Born in 1899, in Batley, England, a suburb of Leeds, Joseph was the oldest of three children born to John and Ada (née Pattison) Cookman.
In 1907, John, the son of a Methodist Minister was sent to Canada with his young wife Ada and two of his three young kids (the youngest child Hannah, was too sick to make the journey at the time) and became a remittance man. Shortly after they arrived, John died of appendicitis.
With no money nor means to support herself, Ada put her son Joe in an orphanage at the age of 8. Subsequently, his mother got a job keeping house for a Walter Bowen and moved to his farm on Bowen-Eldridge Road in Fillmore, New York. Joe Cookman was retrieved from the orphanage and went to live with his mother and sister Grace in New York. Ada and Walter eventually would marry. In 1915, Cookman's sister Hannah now healthy, sailed from England aboard the SS Cameronia, is processed through Ellis Island and joined the family in Fillmore. Cookman graduated from a one-room school house in rural Fillmore.
He went on to study at Houghton College before joining the Army, going through officer training school at Smoky Hill Flats, Kansas, and serving in World War I as a Lieutenant in the infantry.
After the war, a friend's father who owned a steel mill, offered Cookman a job paying $75 per week. However, Joe did not want to be a steel salesman but a writer instead and moved to New York City settling on the upper west side. He shared an apartment with his sister Grace who had become a nurse.

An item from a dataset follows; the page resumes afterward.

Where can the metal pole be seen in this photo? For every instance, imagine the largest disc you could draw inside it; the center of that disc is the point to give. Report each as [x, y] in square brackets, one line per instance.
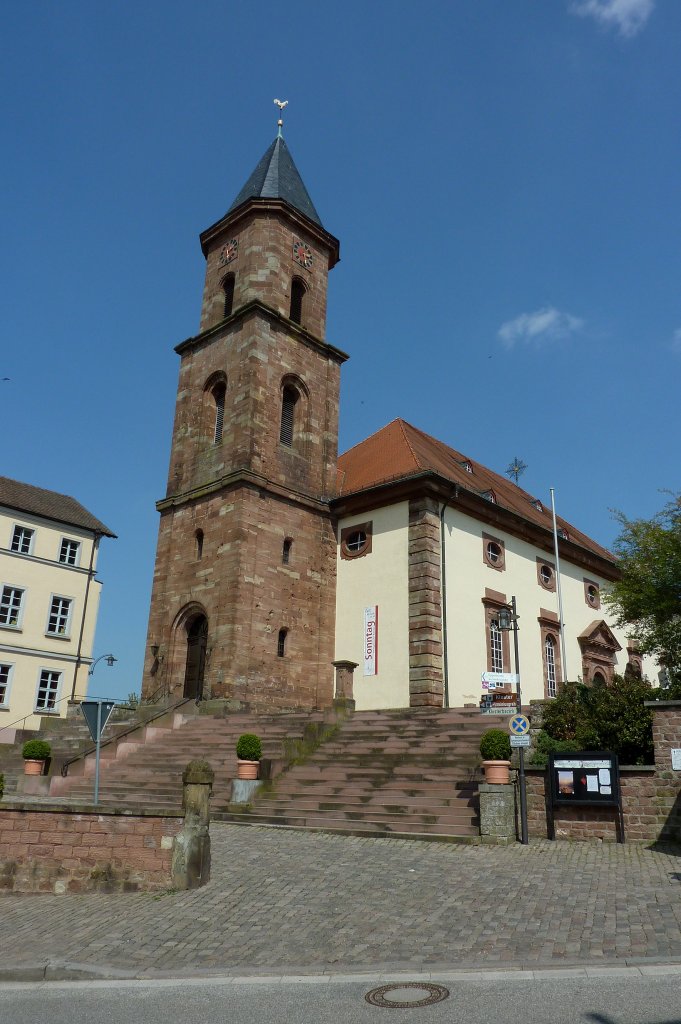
[560, 599]
[96, 756]
[521, 773]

On November 26, 1928, Cookman married Mary Carter Carson, daughter of James Carson a former Chairman of the Colonial Trust Company. She was known professionally as Mary Bass for most of her career. They had an episcopal wedding and a reception at the Englewood Golf Club. Ushers at the wedding were newspaper men Lindsay Perrott, Ted Dibbell (NY Post), Joy Lilly and John Collins. Bass's brother was also an usher. As newly-weds, they first lived at 750 Riverside Drive in Manhattan. They later moved to the Lower East Side around 14th street, with Cookman working at the New York Post and Bass working as an advertising assistant at a department store.